Owing to the quenching capability of the solvent, the tryptophan exposition should be accompanied by a decrease in its fluorescence intensity (Goto and Fink 1989; Lakowicz 1999). Figure 2B shows, however, that up to 2.0 M Gdn.HCl the Trp106 fluorescence intensity gradually increases. This suggests that quenching of the tryptophan fluorescence by the solvent is somehow compensated, probably by a growing distance between Trp106 and those parts of the molecule which contain intrinsic energy quenchers: the side chain of lysine, histidine or methionine residues, or a disulfide bridge (Havel et al. 1988).
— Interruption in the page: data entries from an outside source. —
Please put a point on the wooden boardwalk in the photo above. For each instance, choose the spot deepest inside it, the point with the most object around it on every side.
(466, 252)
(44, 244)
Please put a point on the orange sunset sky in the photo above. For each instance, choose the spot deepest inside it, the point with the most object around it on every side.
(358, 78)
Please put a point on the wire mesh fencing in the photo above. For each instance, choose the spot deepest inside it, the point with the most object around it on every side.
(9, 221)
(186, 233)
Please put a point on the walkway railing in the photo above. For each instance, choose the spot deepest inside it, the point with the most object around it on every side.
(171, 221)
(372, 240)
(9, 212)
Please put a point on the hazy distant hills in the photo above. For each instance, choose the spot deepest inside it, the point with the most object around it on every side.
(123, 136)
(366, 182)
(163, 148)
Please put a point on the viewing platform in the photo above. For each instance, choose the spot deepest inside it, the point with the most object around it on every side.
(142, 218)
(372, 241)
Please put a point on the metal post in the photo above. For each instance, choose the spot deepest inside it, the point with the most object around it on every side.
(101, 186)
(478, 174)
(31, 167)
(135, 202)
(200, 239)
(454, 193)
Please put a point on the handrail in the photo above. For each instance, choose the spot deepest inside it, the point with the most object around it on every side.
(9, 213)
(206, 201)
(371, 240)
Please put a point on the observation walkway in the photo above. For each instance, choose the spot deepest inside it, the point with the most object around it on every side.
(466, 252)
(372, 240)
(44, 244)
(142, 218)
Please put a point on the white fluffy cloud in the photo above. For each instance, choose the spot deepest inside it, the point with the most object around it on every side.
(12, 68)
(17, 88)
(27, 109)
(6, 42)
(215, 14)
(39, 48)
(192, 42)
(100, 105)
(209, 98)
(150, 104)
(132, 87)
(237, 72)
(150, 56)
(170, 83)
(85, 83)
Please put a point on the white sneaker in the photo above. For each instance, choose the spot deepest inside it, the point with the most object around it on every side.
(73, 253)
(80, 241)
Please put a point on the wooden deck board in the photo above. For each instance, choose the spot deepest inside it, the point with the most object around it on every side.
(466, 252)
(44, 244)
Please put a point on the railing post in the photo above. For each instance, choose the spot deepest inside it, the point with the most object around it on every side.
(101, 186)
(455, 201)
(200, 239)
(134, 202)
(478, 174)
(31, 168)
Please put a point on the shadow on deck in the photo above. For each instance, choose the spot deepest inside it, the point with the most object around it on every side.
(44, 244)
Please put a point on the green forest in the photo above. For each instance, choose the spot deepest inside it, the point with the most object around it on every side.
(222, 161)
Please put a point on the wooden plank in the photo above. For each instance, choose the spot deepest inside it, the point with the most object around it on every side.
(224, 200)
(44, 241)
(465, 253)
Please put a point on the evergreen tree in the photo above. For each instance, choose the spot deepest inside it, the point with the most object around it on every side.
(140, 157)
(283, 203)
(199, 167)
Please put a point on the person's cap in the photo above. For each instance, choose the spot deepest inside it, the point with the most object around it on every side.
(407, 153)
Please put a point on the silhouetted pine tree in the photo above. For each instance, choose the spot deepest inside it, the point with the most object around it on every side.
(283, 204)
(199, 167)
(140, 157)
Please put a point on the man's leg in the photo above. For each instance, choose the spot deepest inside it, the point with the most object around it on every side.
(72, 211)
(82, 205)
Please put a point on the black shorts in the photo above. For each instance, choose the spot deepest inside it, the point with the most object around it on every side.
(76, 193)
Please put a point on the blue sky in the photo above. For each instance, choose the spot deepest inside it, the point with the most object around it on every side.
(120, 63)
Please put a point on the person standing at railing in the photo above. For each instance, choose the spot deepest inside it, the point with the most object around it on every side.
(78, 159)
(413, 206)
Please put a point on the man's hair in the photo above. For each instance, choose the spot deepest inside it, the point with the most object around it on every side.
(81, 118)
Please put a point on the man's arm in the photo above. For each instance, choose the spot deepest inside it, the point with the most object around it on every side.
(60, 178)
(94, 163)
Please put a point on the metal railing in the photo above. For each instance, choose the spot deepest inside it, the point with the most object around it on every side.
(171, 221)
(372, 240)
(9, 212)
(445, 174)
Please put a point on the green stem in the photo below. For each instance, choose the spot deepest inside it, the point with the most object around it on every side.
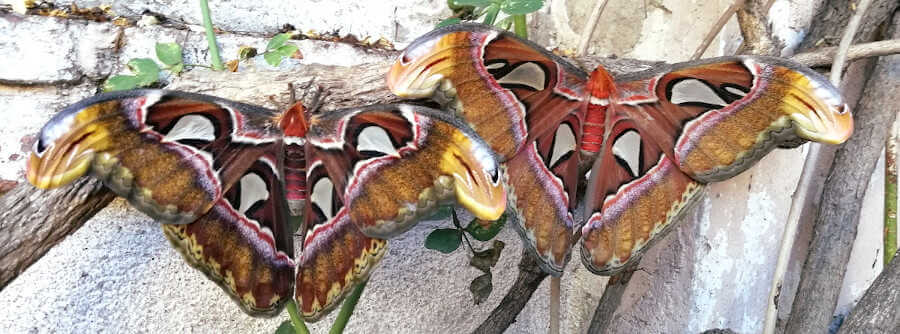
(347, 309)
(519, 25)
(491, 15)
(890, 194)
(211, 37)
(299, 326)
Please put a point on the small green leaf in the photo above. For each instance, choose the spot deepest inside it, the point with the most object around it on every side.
(277, 41)
(481, 288)
(491, 14)
(294, 224)
(285, 328)
(447, 22)
(480, 232)
(444, 240)
(442, 213)
(169, 53)
(273, 58)
(287, 50)
(120, 82)
(177, 68)
(517, 7)
(146, 70)
(486, 259)
(476, 3)
(246, 52)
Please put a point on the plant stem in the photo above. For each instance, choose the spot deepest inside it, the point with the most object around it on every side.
(519, 26)
(211, 37)
(890, 193)
(299, 326)
(347, 309)
(491, 15)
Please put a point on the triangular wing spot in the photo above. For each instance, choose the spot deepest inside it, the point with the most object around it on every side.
(322, 197)
(563, 144)
(375, 141)
(694, 92)
(192, 127)
(530, 75)
(627, 148)
(253, 190)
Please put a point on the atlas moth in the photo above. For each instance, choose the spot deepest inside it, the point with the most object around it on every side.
(519, 129)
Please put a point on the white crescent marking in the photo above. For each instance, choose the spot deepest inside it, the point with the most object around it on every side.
(692, 90)
(628, 147)
(253, 189)
(321, 196)
(192, 127)
(528, 74)
(374, 138)
(564, 143)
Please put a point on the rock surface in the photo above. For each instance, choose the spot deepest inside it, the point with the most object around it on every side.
(118, 273)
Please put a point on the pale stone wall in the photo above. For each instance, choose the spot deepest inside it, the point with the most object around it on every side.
(118, 273)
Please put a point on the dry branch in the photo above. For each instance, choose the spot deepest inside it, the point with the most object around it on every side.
(32, 221)
(825, 56)
(530, 277)
(877, 311)
(716, 28)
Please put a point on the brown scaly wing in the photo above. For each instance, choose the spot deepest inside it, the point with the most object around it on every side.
(509, 90)
(715, 118)
(371, 173)
(211, 165)
(542, 183)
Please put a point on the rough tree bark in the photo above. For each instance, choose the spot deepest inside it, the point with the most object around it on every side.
(502, 316)
(28, 229)
(877, 312)
(33, 221)
(836, 222)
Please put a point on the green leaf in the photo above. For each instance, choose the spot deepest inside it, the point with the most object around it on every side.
(480, 232)
(444, 240)
(481, 288)
(273, 58)
(448, 22)
(486, 259)
(277, 41)
(285, 328)
(146, 70)
(491, 14)
(120, 82)
(287, 50)
(169, 53)
(442, 213)
(476, 3)
(177, 68)
(517, 7)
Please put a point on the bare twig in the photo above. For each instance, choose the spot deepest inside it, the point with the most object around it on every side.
(714, 31)
(891, 147)
(841, 57)
(877, 311)
(758, 40)
(836, 222)
(530, 277)
(591, 26)
(826, 55)
(554, 305)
Gradual separation of Trp106 from the moieties capable of quenching its fluorescence was stopped twice during the denaturation process. One break appeared between Gdn.HCl concentrations of 0.5 and 1.0 M (Fig. 2B) and reflected the existence of a first intermediate on the cystatin C denaturation path. Most probably this intermediate was the dimeric form of cystatin C, since such a form was recognized at the same Gdn.HCl concentration in studies done previously by Ekiel and Abrahamson (1996).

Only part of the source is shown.